Elle ne voulait pas surtout retourner à Paris et revoir Olivier Bertin avant d’être redevenue elle-même. Comprenant qu’elle avait trop maigri, que la chair des femmes de son âge a besoin d’être pleine pour se conserver fraîche, elle cherchait de l’appétit sur les routes et dans les bois voisins, et bien qu’elle rentrât fatiguée et sans faim, elle s’efforçait de manger beaucoup.

Le comte, qui voulait repartir, ne comprenait point son obstination. Enfin, devant sa résistance invincible, il déclara qu’il s’en allait seul, laissant la comtesse libre de revenir lorsqu’elle y serait disposée.

Elle reçut le lendemain la dépêche annonçant l’arrivée d’Olivier.

Une envie de fuir la saisit, tant elle avait peur de son premier regard. Elle aurait désiré attendre encore une semaine ou deux.

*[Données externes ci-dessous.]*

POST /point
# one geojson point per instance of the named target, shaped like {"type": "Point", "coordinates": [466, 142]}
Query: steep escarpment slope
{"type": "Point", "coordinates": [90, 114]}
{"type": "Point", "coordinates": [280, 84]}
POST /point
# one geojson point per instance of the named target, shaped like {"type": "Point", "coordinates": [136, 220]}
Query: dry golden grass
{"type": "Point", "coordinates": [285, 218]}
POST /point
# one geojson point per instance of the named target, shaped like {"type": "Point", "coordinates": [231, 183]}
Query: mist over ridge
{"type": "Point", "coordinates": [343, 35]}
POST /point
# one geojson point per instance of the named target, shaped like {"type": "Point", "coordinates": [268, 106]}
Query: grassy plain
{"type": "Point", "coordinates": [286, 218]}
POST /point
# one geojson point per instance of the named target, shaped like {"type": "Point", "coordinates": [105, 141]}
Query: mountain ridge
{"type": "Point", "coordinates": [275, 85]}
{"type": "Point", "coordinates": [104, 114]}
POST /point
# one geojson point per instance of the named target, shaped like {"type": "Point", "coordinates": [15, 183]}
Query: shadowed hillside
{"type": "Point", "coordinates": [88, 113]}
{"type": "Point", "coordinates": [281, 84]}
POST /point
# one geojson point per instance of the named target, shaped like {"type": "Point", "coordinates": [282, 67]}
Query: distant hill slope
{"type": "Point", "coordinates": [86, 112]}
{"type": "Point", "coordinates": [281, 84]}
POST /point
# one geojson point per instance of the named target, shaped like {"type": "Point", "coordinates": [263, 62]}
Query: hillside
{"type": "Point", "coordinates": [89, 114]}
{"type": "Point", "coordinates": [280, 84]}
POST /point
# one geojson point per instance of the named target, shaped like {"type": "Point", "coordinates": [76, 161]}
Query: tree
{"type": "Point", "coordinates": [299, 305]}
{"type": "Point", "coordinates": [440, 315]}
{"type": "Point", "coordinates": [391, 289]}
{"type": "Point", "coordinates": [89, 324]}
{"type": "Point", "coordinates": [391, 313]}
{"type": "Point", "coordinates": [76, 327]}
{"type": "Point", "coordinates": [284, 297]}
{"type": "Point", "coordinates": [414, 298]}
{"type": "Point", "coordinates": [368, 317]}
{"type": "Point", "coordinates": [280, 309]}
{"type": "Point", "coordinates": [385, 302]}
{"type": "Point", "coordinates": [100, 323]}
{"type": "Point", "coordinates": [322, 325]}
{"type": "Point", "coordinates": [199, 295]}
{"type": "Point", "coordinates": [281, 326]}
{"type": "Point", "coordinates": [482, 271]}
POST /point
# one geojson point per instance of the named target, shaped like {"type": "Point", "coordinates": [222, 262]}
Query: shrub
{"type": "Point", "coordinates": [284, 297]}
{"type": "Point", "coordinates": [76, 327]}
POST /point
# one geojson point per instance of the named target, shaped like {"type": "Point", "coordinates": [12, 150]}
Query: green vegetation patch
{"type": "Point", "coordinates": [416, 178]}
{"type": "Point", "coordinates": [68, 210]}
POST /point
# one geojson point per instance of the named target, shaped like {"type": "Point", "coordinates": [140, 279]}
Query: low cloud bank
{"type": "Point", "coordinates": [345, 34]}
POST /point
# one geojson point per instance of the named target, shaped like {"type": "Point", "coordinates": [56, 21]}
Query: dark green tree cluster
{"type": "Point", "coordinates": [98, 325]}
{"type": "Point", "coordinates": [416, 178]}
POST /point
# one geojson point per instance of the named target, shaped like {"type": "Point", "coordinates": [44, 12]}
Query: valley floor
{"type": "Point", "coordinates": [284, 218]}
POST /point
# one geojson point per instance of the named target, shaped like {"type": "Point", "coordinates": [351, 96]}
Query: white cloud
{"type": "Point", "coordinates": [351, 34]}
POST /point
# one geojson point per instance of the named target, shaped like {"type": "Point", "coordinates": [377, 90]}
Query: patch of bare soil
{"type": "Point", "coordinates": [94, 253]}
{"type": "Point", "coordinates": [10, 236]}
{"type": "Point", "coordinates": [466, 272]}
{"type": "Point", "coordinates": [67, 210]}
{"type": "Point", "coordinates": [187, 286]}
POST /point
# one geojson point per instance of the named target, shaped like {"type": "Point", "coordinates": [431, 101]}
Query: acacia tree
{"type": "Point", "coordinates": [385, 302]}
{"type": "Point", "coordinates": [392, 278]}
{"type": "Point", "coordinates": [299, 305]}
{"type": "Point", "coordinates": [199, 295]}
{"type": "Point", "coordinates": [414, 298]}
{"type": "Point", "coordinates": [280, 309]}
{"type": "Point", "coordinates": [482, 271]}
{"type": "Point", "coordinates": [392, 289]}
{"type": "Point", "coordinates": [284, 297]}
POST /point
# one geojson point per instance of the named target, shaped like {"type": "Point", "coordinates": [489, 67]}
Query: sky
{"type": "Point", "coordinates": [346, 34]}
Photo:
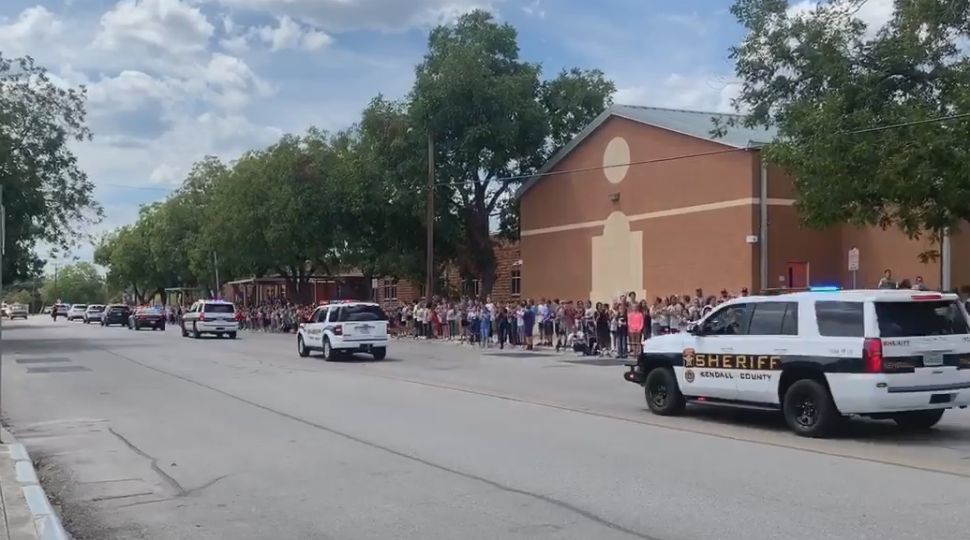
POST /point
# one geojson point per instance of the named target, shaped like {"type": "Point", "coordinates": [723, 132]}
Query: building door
{"type": "Point", "coordinates": [797, 275]}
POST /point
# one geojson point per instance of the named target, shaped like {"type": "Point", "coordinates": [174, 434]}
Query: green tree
{"type": "Point", "coordinates": [491, 117]}
{"type": "Point", "coordinates": [832, 86]}
{"type": "Point", "coordinates": [277, 211]}
{"type": "Point", "coordinates": [384, 196]}
{"type": "Point", "coordinates": [78, 283]}
{"type": "Point", "coordinates": [46, 194]}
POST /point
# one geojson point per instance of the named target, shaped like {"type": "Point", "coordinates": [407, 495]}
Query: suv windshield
{"type": "Point", "coordinates": [361, 313]}
{"type": "Point", "coordinates": [909, 319]}
{"type": "Point", "coordinates": [218, 308]}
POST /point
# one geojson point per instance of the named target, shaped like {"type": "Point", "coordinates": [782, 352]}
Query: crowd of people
{"type": "Point", "coordinates": [613, 328]}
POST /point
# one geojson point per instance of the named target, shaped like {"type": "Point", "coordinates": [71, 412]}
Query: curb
{"type": "Point", "coordinates": [46, 523]}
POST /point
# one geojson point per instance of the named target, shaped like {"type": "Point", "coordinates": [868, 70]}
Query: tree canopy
{"type": "Point", "coordinates": [321, 203]}
{"type": "Point", "coordinates": [78, 283]}
{"type": "Point", "coordinates": [46, 194]}
{"type": "Point", "coordinates": [872, 122]}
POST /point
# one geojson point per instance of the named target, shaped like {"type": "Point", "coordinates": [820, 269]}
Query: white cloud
{"type": "Point", "coordinates": [34, 26]}
{"type": "Point", "coordinates": [166, 26]}
{"type": "Point", "coordinates": [289, 34]}
{"type": "Point", "coordinates": [678, 91]}
{"type": "Point", "coordinates": [535, 9]}
{"type": "Point", "coordinates": [342, 15]}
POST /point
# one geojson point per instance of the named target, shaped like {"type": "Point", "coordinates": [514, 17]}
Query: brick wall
{"type": "Point", "coordinates": [508, 256]}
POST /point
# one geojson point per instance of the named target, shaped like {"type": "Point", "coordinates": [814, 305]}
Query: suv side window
{"type": "Point", "coordinates": [840, 319]}
{"type": "Point", "coordinates": [774, 319]}
{"type": "Point", "coordinates": [727, 321]}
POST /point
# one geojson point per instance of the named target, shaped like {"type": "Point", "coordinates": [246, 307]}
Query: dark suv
{"type": "Point", "coordinates": [116, 314]}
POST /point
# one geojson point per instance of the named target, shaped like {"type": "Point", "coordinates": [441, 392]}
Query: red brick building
{"type": "Point", "coordinates": [507, 287]}
{"type": "Point", "coordinates": [647, 200]}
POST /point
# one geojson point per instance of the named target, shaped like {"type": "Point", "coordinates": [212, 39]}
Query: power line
{"type": "Point", "coordinates": [601, 167]}
{"type": "Point", "coordinates": [907, 124]}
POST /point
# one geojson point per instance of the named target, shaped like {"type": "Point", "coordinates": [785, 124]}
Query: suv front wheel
{"type": "Point", "coordinates": [809, 409]}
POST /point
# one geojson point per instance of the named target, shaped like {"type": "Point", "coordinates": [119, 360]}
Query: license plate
{"type": "Point", "coordinates": [933, 359]}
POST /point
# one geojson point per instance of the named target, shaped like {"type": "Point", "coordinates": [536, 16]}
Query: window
{"type": "Point", "coordinates": [219, 308]}
{"type": "Point", "coordinates": [390, 289]}
{"type": "Point", "coordinates": [770, 318]}
{"type": "Point", "coordinates": [905, 319]}
{"type": "Point", "coordinates": [516, 285]}
{"type": "Point", "coordinates": [840, 319]}
{"type": "Point", "coordinates": [361, 313]}
{"type": "Point", "coordinates": [727, 321]}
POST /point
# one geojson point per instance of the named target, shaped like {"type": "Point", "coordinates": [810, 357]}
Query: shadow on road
{"type": "Point", "coordinates": [856, 429]}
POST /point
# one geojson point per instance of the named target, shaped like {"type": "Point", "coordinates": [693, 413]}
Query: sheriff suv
{"type": "Point", "coordinates": [215, 317]}
{"type": "Point", "coordinates": [818, 357]}
{"type": "Point", "coordinates": [344, 328]}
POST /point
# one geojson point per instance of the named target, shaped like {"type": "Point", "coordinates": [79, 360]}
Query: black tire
{"type": "Point", "coordinates": [809, 409]}
{"type": "Point", "coordinates": [663, 395]}
{"type": "Point", "coordinates": [918, 420]}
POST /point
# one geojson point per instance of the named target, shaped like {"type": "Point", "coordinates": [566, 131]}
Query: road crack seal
{"type": "Point", "coordinates": [169, 479]}
{"type": "Point", "coordinates": [410, 457]}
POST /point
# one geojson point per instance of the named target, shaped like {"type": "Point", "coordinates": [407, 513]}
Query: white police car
{"type": "Point", "coordinates": [344, 328]}
{"type": "Point", "coordinates": [818, 357]}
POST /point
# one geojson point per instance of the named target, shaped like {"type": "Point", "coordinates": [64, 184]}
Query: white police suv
{"type": "Point", "coordinates": [818, 357]}
{"type": "Point", "coordinates": [344, 328]}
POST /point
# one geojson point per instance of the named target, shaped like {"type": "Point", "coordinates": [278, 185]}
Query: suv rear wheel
{"type": "Point", "coordinates": [662, 393]}
{"type": "Point", "coordinates": [918, 420]}
{"type": "Point", "coordinates": [809, 409]}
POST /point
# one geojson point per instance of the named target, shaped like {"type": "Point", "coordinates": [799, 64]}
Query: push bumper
{"type": "Point", "coordinates": [359, 346]}
{"type": "Point", "coordinates": [634, 374]}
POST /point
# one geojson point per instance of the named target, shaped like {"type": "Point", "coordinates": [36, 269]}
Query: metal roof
{"type": "Point", "coordinates": [696, 124]}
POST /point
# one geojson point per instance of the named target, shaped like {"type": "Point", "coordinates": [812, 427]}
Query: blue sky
{"type": "Point", "coordinates": [173, 80]}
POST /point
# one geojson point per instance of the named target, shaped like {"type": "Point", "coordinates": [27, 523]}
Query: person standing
{"type": "Point", "coordinates": [887, 281]}
{"type": "Point", "coordinates": [622, 332]}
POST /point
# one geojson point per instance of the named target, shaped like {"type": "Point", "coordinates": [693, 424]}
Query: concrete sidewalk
{"type": "Point", "coordinates": [26, 512]}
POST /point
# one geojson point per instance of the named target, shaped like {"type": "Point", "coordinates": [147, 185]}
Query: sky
{"type": "Point", "coordinates": [171, 81]}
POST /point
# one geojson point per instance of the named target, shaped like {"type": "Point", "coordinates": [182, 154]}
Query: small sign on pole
{"type": "Point", "coordinates": [854, 265]}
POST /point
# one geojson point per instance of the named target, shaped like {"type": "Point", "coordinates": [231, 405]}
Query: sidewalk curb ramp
{"type": "Point", "coordinates": [29, 514]}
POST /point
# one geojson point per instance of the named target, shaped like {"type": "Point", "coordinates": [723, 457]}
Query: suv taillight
{"type": "Point", "coordinates": [872, 355]}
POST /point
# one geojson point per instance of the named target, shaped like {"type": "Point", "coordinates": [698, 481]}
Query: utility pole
{"type": "Point", "coordinates": [3, 251]}
{"type": "Point", "coordinates": [215, 264]}
{"type": "Point", "coordinates": [429, 286]}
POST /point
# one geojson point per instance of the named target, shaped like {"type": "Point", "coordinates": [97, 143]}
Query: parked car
{"type": "Point", "coordinates": [146, 317]}
{"type": "Point", "coordinates": [116, 314]}
{"type": "Point", "coordinates": [94, 313]}
{"type": "Point", "coordinates": [77, 312]}
{"type": "Point", "coordinates": [17, 311]}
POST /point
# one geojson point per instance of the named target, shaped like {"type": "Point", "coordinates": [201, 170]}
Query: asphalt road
{"type": "Point", "coordinates": [149, 435]}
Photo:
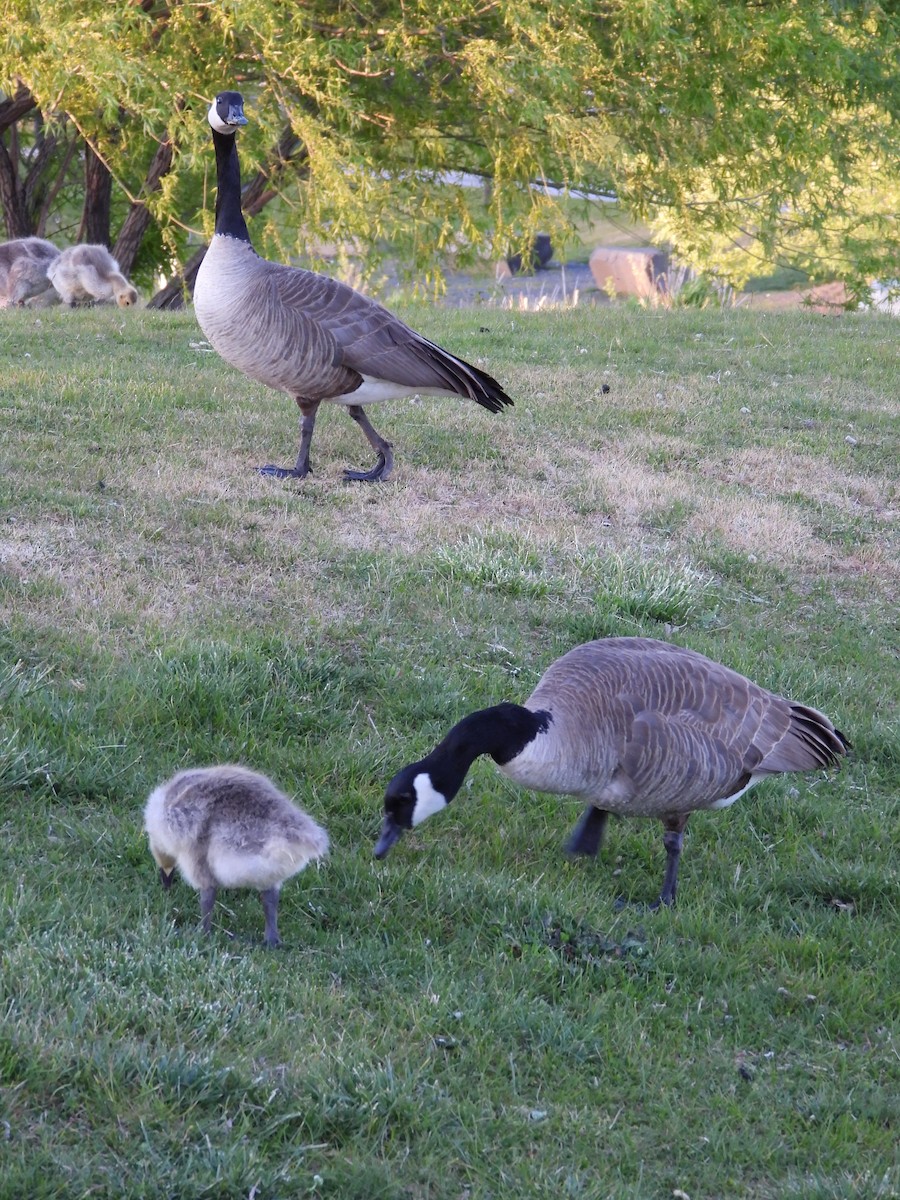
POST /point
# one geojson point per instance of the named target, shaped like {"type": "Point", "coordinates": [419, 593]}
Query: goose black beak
{"type": "Point", "coordinates": [390, 833]}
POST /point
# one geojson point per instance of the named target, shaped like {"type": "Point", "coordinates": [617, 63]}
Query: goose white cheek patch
{"type": "Point", "coordinates": [427, 799]}
{"type": "Point", "coordinates": [216, 121]}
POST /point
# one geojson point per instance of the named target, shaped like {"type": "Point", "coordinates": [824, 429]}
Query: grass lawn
{"type": "Point", "coordinates": [473, 1019]}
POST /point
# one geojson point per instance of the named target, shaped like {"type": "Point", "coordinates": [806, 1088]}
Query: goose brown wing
{"type": "Point", "coordinates": [366, 339]}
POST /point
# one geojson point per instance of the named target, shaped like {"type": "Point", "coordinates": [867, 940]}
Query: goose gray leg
{"type": "Point", "coordinates": [270, 907]}
{"type": "Point", "coordinates": [588, 835]}
{"type": "Point", "coordinates": [208, 900]}
{"type": "Point", "coordinates": [384, 466]}
{"type": "Point", "coordinates": [672, 838]}
{"type": "Point", "coordinates": [309, 408]}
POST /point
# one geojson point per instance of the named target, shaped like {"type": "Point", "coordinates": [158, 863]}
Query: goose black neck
{"type": "Point", "coordinates": [229, 219]}
{"type": "Point", "coordinates": [502, 732]}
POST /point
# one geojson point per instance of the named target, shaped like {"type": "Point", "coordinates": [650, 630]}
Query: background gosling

En une semaine, en se soignant, on peut changer tout à fait de visage, puisque les femmes, même bien portantes et jeunes, sous la moindre influence sont méconnaissables du jour au lendemain. Mais l’idée d’apparaître en plein soleil, en plein champ, devant Olivier, dans cette lumière du mois d’août, à côté d’Annette si fraîche, l’inquiéta tellement, qu’elle se décida tout de suite à ne point aller à la gare et à l’attendre dans la demi-ombre du salon.